Background Influenza A virus (IAV) is a major public health burden, causing seasonal epidemics and occasional pandemics. Its transmission from avian species to mammals and subsequent spread requires adaptive changes in the viral genome. Understanding these molecular adaptations is essential for pandemic preparedness, and machine learning offers a powerful approach to uncover the evolution and biology of IAV.
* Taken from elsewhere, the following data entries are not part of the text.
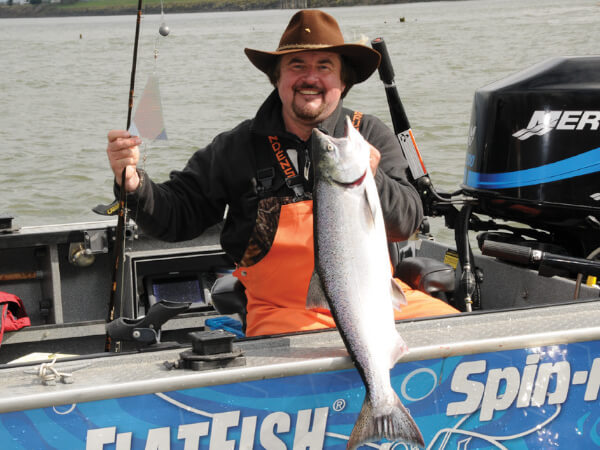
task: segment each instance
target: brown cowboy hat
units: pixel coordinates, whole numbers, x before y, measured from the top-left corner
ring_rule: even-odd
[[[362,44],[346,44],[336,20],[316,9],[294,14],[274,52],[244,49],[246,56],[259,70],[269,74],[277,58],[287,53],[326,50],[344,56],[356,72],[356,82],[365,81],[379,66],[381,55]]]

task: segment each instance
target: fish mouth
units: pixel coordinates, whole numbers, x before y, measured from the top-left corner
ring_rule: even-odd
[[[365,181],[365,177],[367,176],[367,171],[365,170],[365,172],[358,177],[356,180],[354,181],[350,181],[349,183],[345,183],[343,181],[338,181],[338,180],[333,180],[336,184],[343,186],[345,188],[353,188],[353,187],[357,187],[360,186],[362,184],[363,181]]]

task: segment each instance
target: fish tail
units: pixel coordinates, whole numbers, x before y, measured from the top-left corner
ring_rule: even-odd
[[[368,396],[365,397],[358,420],[348,439],[347,449],[354,450],[361,444],[377,442],[383,438],[390,441],[404,441],[411,446],[420,448],[425,447],[419,427],[398,395],[394,393],[394,396],[393,409],[385,415],[377,415]]]

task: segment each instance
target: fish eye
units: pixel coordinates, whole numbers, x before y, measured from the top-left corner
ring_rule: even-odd
[[[327,150],[332,152],[333,151],[333,145],[331,144],[327,144]]]

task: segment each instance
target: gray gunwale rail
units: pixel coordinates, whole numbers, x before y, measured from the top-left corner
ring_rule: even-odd
[[[461,314],[403,321],[397,328],[410,352],[401,361],[561,345],[600,339],[596,302],[542,308]],[[84,358],[57,362],[74,382],[45,386],[39,365],[1,370],[0,413],[67,405],[203,386],[279,378],[352,368],[336,330],[300,333],[236,343],[244,352],[242,367],[195,372],[167,370],[182,349]]]

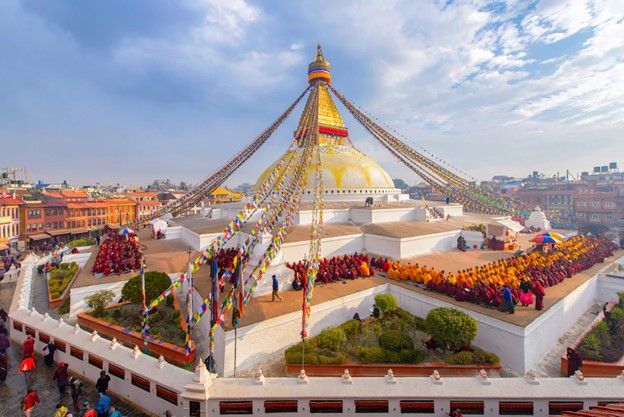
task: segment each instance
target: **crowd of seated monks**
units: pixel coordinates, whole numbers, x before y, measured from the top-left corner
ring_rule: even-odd
[[[139,237],[136,234],[120,235],[112,231],[100,245],[93,273],[111,275],[140,269],[141,257]]]
[[[552,287],[604,262],[617,247],[616,243],[603,237],[574,236],[548,252],[535,250],[456,273],[398,261],[388,261],[386,272],[391,279],[417,282],[457,301],[497,308],[504,285],[509,287],[514,299],[520,300],[523,282],[530,283],[529,288]]]
[[[387,260],[386,260],[387,262]],[[341,281],[343,279],[366,278],[375,275],[375,268],[378,268],[377,259],[369,259],[368,255],[354,253],[353,255],[334,256],[323,258],[319,264],[316,283],[327,284]],[[295,273],[295,282],[302,283],[306,265],[303,261],[298,263],[286,263],[286,267]]]

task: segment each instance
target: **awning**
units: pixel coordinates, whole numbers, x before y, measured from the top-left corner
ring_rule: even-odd
[[[30,240],[43,240],[43,239],[50,239],[49,235],[46,235],[45,233],[39,233],[37,235],[30,235],[30,236],[26,236],[28,239]]]
[[[80,234],[83,234],[83,233],[89,233],[89,229],[85,229],[85,228],[83,228],[83,229],[73,229],[71,231],[72,235],[80,235]]]
[[[513,220],[508,220],[508,219],[498,220],[497,223],[502,224],[503,226],[507,226],[507,228],[513,230],[516,233],[520,232],[521,230],[524,230],[523,225]]]
[[[0,243],[0,250],[9,249],[9,246],[6,243]]]
[[[60,235],[68,235],[71,233],[69,229],[55,229],[55,230],[47,230],[47,234],[50,236],[60,236]]]

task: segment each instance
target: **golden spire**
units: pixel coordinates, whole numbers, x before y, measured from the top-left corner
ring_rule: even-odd
[[[308,82],[312,84],[316,81],[325,81],[331,83],[331,75],[329,73],[329,62],[323,58],[323,50],[321,45],[316,45],[316,55],[314,61],[308,65]]]

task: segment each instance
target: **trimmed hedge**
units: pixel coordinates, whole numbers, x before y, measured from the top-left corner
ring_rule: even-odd
[[[67,244],[70,248],[75,248],[77,246],[93,246],[96,241],[92,237],[85,237],[83,239],[75,239]]]
[[[50,268],[50,279],[48,280],[50,298],[53,300],[60,298],[77,272],[78,264],[76,262],[64,263],[58,268]]]
[[[409,335],[398,330],[389,330],[379,336],[379,346],[393,352],[414,349],[414,341]]]
[[[500,362],[500,359],[492,352],[473,347],[472,351],[462,350],[453,354],[447,362],[449,365],[495,365]]]

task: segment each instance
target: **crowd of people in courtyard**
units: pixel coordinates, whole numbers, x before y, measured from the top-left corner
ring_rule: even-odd
[[[286,262],[286,268],[291,269],[295,276],[294,287],[301,287],[305,282],[306,265],[303,261],[297,263]],[[354,253],[353,255],[334,256],[323,258],[319,264],[315,283],[328,284],[343,279],[367,278],[375,275],[375,269],[371,266],[368,255]]]
[[[457,301],[502,306],[503,311],[513,313],[517,303],[533,304],[533,295],[535,308],[543,309],[544,288],[604,262],[617,248],[616,243],[603,237],[573,236],[548,252],[534,250],[457,273],[398,261],[387,261],[387,268],[384,262],[382,269],[391,279],[413,281]],[[504,301],[510,301],[511,307]]]
[[[94,274],[122,274],[141,268],[141,246],[135,233],[110,231],[102,241],[93,265]]]

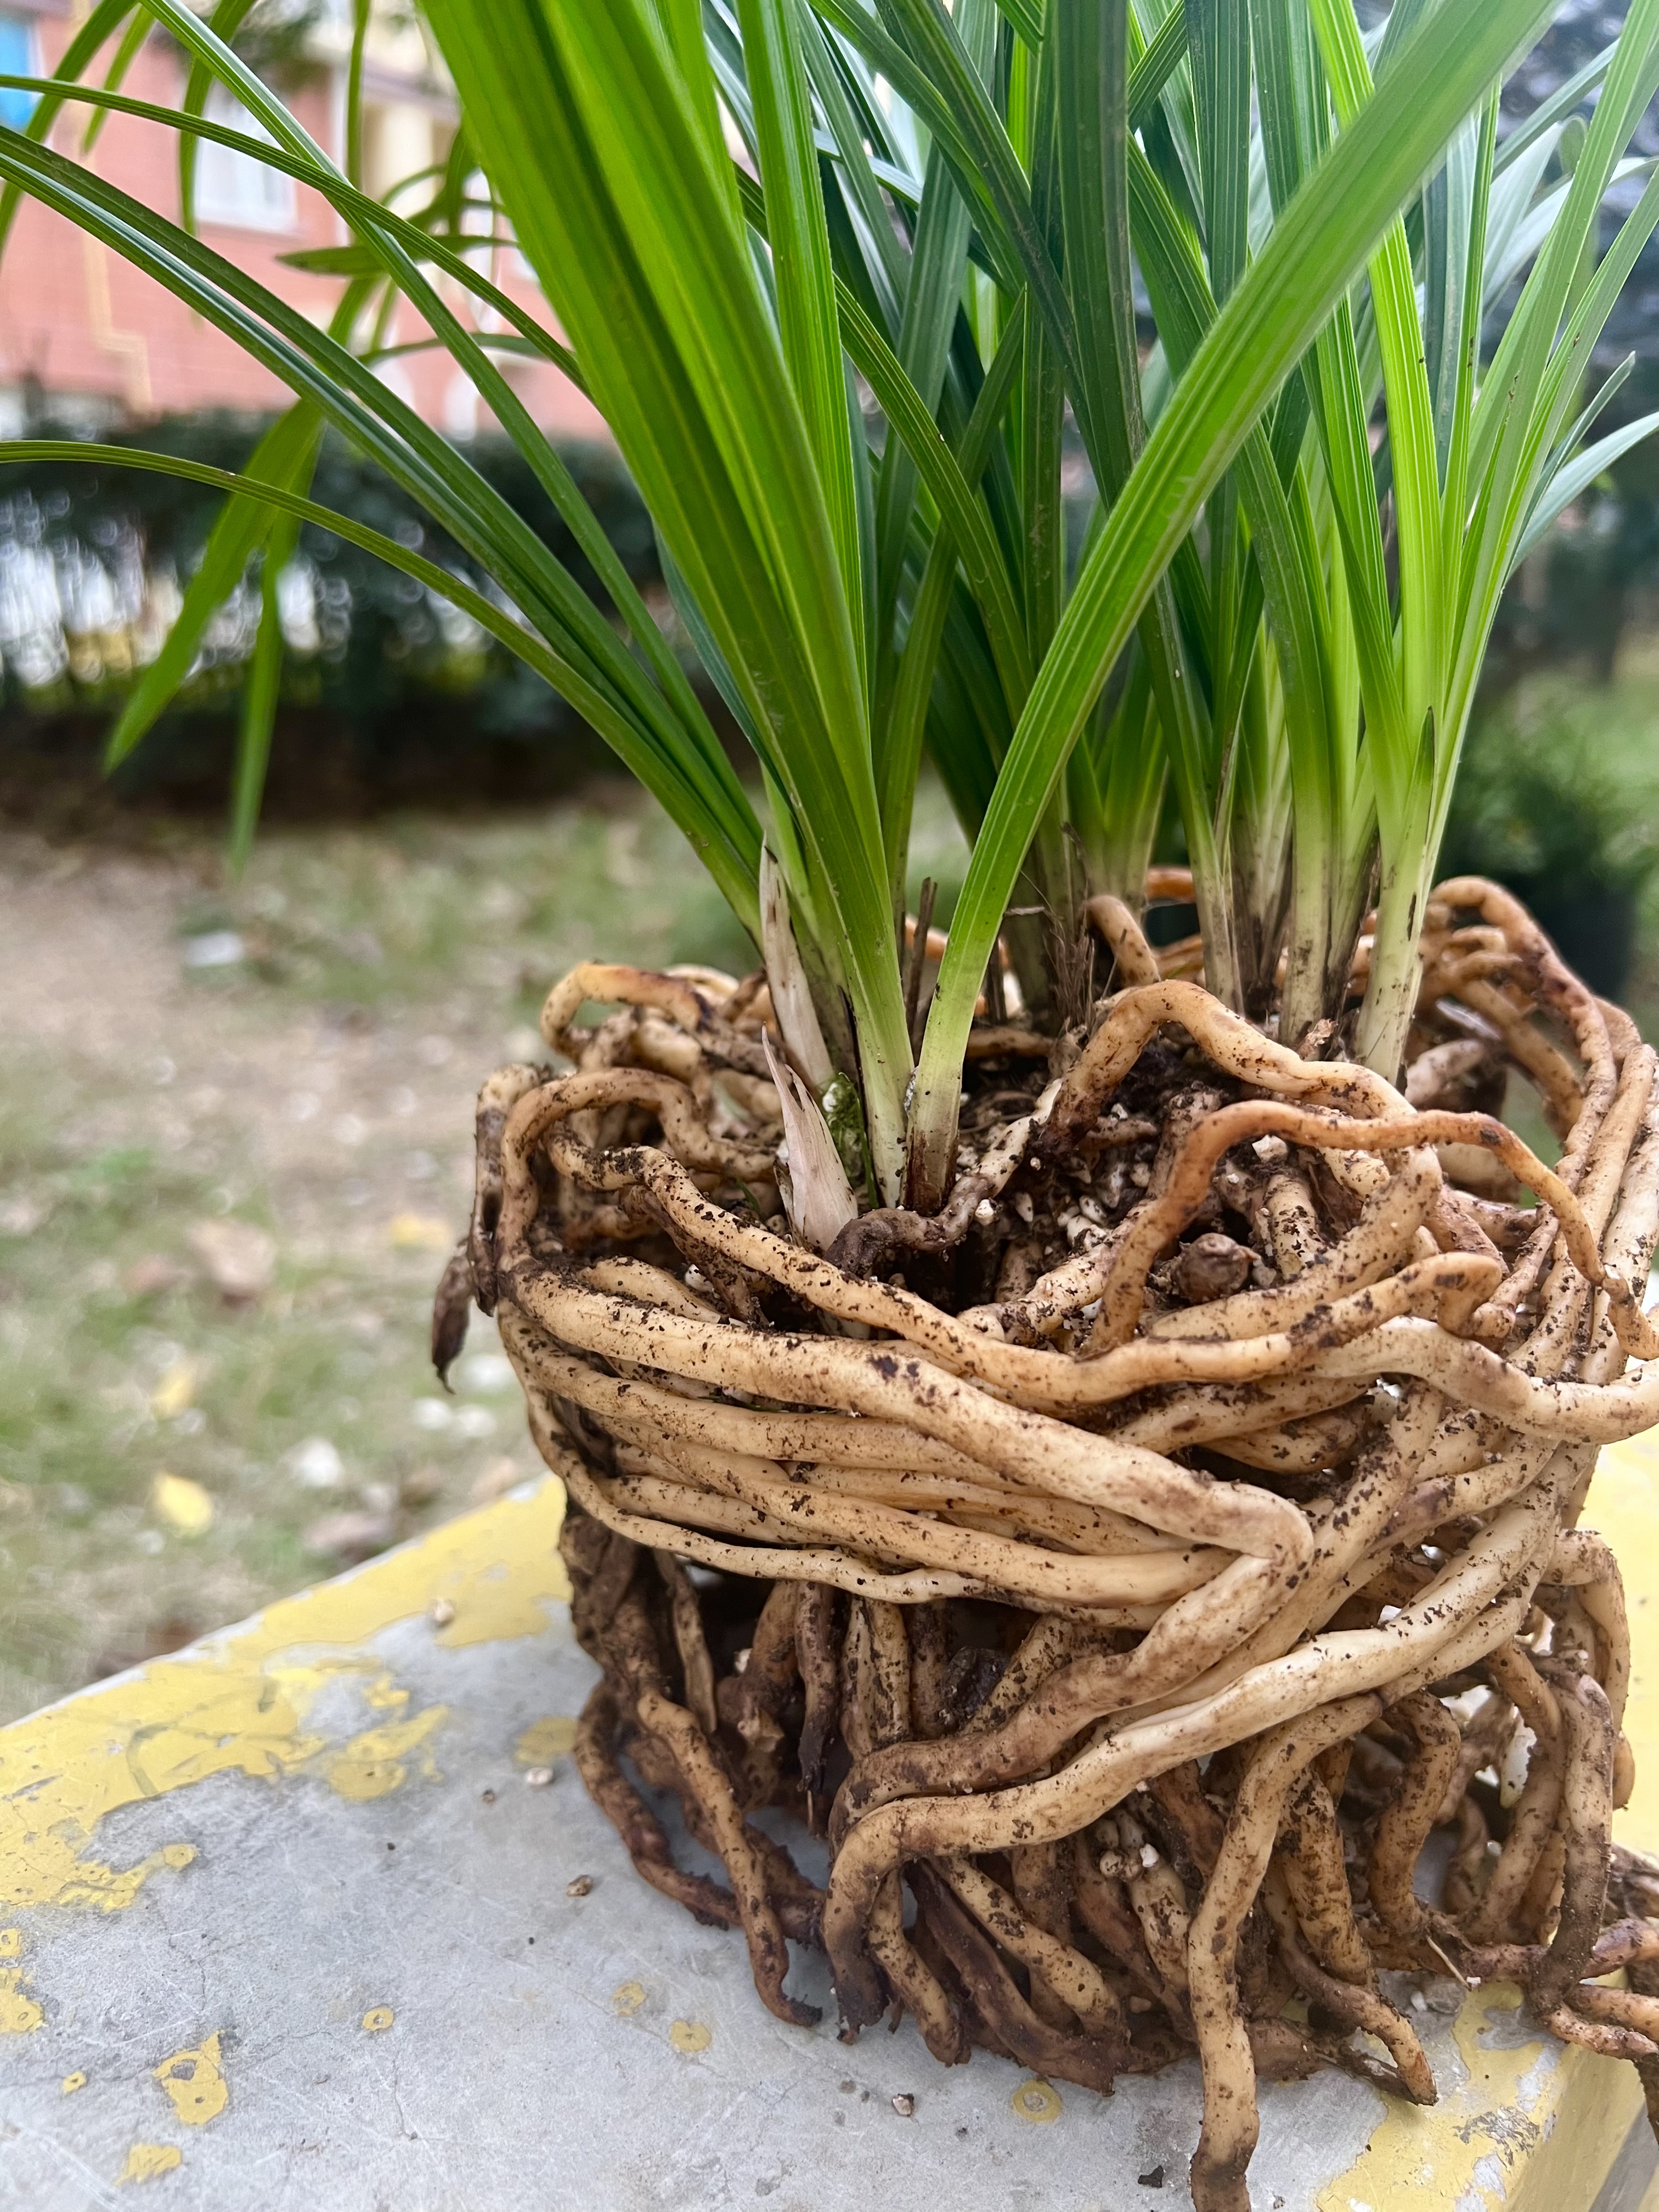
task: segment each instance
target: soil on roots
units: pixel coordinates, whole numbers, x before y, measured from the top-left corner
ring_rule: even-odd
[[[1609,1882],[1628,1643],[1577,1525],[1659,1417],[1624,1372],[1659,1352],[1656,1062],[1472,879],[1403,1092],[1113,927],[1149,980],[1058,1038],[981,1024],[941,1212],[827,1254],[787,1227],[763,979],[574,971],[574,1072],[481,1094],[434,1349],[496,1314],[568,1487],[577,1755],[643,1877],[786,2021],[795,1942],[844,2033],[908,2010],[945,2063],[1104,2090],[1196,2048],[1194,2202],[1245,2212],[1260,2075],[1432,2099],[1379,1968],[1511,1976],[1659,2078],[1659,1997],[1593,1986],[1659,1928]],[[622,1011],[573,1028],[589,999]],[[1497,1118],[1517,1079],[1553,1170]]]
Results Our calibrated WaveSeekerNet model accurately predicted the host source of 8 IAV segments (Macro F1-score: 0.9728), significantly improving the reliability of predicted probabilities, with calibration errors approaching zero. Interpretation showed that avian-adapted IAVs consistently activated G/C content, whereas mammalian-adapted IAVs generally activated A/T content. This distinction was confirmed by codon-level analysis, in which G/C-rich codons were rewarded for the avian hosts and A/T-rich codons for the mammalian hosts. We defined host-adaptive distance to quantify species barriers and proposed it as a risk-assessment metric. We hypothesized the Mammalian Adaptation Zone (MAZ), a zone where the virus is expected to adjust its host-adaptive distance to reach, thereby helping it establish persistent mammalian lineages. The analysis also revealed the Hard Distance of avian-origin viruses (e.g., H5Nx, H9N2), indicating they have not yet established persistent mammalian lineages. Finally, analysis of human H7N9 (2013, China) and non-human mammalian H5Nx (North America) viruses showed that WaveSeekerNet accurately identified key mammalian-adaptive mutations, including PB2-E627K and PB2-D701N.
Conclusions WaveSeekerNet elucidated IAV host-adaptation mechanisms in silico, providing insights into the underlying mechanisms of host adaptation and informing improved surveillance and intervention strategies.